OMELIA DI GIOVANNI PAOLO II

Giovedì, 3 giugno 1999

    

1. Lauda, Sion, Salvatorem! Loda, Sion, il Salvatore!

Loda il tuo Salvatore, Comunità cristiana di Roma, adunata dinanzi a questa Basilica Cattedrale, dedicata a Cristo Salvatore ed al suo Precursore, Giovanni Battista! Lodalo, perché "Egli ha messo pace nei tuoi confini e ti sazia con fior di frumento" (Salmo resp. 147, 14).

La solennità del Corpus Domini è festa di lode e di ringraziamento. In essa il popolo cristiano si raccoglie intorno all'altare per contemplare ed adorare il Mistero eucaristico, memoriale del sacrificio di Cristo, che ha donato a tutti gli uomini la salvezza e la pace. Quest'anno, la nostra solenne celebrazione e, tra poco, la tradizionale processione, che ci condurrà da questa Piazza a Santa Maria Maggiore, hanno una finalità particolare: vogliono essere supplica unanime e accorata per la pace.

Mentre adoriamo il Corpo di Colui che è nostro Capo, come non farci solidali con le sue membra che soffrono a causa della guerra?

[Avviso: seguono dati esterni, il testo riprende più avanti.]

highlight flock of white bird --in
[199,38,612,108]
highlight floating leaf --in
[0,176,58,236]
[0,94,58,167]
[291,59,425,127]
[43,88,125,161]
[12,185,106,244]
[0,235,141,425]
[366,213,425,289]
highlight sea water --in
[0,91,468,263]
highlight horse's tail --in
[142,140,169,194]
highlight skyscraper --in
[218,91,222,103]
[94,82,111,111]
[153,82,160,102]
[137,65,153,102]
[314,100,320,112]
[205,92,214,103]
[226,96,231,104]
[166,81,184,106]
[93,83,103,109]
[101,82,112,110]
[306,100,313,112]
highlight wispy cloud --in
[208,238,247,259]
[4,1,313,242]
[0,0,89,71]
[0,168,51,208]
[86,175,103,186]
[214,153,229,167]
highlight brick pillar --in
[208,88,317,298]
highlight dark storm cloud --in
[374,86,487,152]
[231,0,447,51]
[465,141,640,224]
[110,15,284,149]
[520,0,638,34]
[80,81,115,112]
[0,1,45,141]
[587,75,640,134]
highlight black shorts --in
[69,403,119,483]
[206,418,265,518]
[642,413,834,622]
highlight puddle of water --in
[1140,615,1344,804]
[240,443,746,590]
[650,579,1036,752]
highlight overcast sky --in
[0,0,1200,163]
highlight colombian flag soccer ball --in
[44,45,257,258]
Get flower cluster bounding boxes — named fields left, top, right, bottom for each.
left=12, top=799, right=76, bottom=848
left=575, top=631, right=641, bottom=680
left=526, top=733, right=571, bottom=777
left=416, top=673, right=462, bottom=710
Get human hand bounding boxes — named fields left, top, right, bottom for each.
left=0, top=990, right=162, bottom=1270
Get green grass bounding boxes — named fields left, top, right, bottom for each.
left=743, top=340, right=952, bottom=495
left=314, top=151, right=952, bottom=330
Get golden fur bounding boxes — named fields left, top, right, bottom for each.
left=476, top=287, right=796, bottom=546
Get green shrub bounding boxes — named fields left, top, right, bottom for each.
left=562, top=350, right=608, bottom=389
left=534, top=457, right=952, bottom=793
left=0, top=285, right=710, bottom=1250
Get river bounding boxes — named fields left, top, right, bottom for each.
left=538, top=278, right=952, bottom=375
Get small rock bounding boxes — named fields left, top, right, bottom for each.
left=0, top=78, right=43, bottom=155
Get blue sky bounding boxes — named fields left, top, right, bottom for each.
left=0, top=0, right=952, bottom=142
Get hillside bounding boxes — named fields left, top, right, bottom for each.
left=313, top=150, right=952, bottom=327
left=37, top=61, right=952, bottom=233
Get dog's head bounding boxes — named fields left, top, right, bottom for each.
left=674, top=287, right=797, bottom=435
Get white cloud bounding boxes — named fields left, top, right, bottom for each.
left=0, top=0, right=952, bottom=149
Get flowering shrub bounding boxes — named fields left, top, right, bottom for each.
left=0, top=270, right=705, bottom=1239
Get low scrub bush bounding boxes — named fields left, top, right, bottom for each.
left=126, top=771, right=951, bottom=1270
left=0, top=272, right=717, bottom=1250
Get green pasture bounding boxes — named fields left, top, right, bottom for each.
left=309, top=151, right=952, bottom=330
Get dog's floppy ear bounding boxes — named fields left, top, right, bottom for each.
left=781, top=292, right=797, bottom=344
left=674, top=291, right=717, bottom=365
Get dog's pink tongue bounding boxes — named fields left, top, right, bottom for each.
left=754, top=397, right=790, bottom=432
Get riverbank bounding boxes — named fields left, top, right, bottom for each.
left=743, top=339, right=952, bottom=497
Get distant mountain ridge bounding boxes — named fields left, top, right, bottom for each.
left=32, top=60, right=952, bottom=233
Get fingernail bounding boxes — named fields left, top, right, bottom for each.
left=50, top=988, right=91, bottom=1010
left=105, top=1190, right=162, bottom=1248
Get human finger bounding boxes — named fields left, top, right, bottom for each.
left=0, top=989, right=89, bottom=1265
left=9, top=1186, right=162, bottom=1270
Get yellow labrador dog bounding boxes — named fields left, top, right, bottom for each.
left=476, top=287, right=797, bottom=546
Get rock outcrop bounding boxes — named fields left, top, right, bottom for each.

Sì, Fratelli e Sorelle carissimi, romani e pellegrini, questa sera vogliamo pregare insieme per la pace; vogliamo pregare, in modo particolare, per la pace nei Balcani. Ci illumina e ci guida la Parola di Dio che abbiamo poc'anzi ascoltato.

2. Nella prima Lettura è risuonato il comando del Signore: "Ricordati di tutto il cammino che il Signore tuo Dio ti ha fatto percorrere" (Dt 8, 2). "Ricordati . . ."! Questa è la prima parola. Non un invito, ma un comando che il Signore rivolge al suo popolo, prima di introdurlo nella terra promessa. Gli comanda di non dimenticare.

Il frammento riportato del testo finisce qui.